Como lo señala el filósofo José Bernardo Toro, el incumplimiento de acuerdos alcanzados en la vida cotidiana y en torno a los temas trascendentales del país es un comportamiento bastante generalizado en nuestro medio. Por ejemplo, ha sido una constante en la mayoría de las decisiones y procesos de negociación de conflictos en el país y ha sido uno de los mayores obstáculos para alcanzar la paz, ha alimentado más violencia y ha aumentado la desconfianza entre los ciudadanos y el Estado. A pocas semanas de firmarse los acuerdos de paz, esto se convierte en un riesgo inminente para poder transitar del posacuerdo hacia el posconflicto y para alcanzar una paz estable y duradera.

Cumplir lo acordado es un prerrequisito para construir confianzas perdurables en las relaciones entre las personas y entre los diferentes actores de la sociedad. La responsabilidad por supuesto incluye al Gobierno y a los miembros de la guerrilla, pero los rebasa. Recae también en todas las instancias del Estado responsables de la implementación de los acuerdos, en los congresistas, en los empresarios, en las organizaciones sociales, en los partidos políticos, en los ciudadanos y en los medios de comunicación.

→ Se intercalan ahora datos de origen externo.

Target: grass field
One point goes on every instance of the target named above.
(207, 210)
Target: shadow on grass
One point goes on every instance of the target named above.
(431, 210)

Para que lo acordado en Cuba se cumpla, es indispensable diseñar y disponer de mecanismos que permitan hacerle seguimiento a los acuerdos y a su implementación. Estos deben ser ágiles, accesibles a los ciudadanos, permanentes, abiertos y la información que se transmita debe ser verificable, comprensible y útil para quien quiera consultarlos. Además, debe haber canales para denunciar o para poner en conocimiento de las autoridades competentes los incumplimientos. Y deben crearse canales de comunicación de doble vía que permitan institucionalizar un proceso de petición y rendición de cuentas, en el que los ciudadanos puedan pedir información, exigir resultados y hacerles seguimiento a las decisiones, y los responsables de financiar y de ejecutar los programas y proyectos den cuenta de su desarrollo y entregen la información solicitada. Aun cuando esto no garantiza que los acuerdos se cumplan, hacerlos más transparentes ayuda a que suceda.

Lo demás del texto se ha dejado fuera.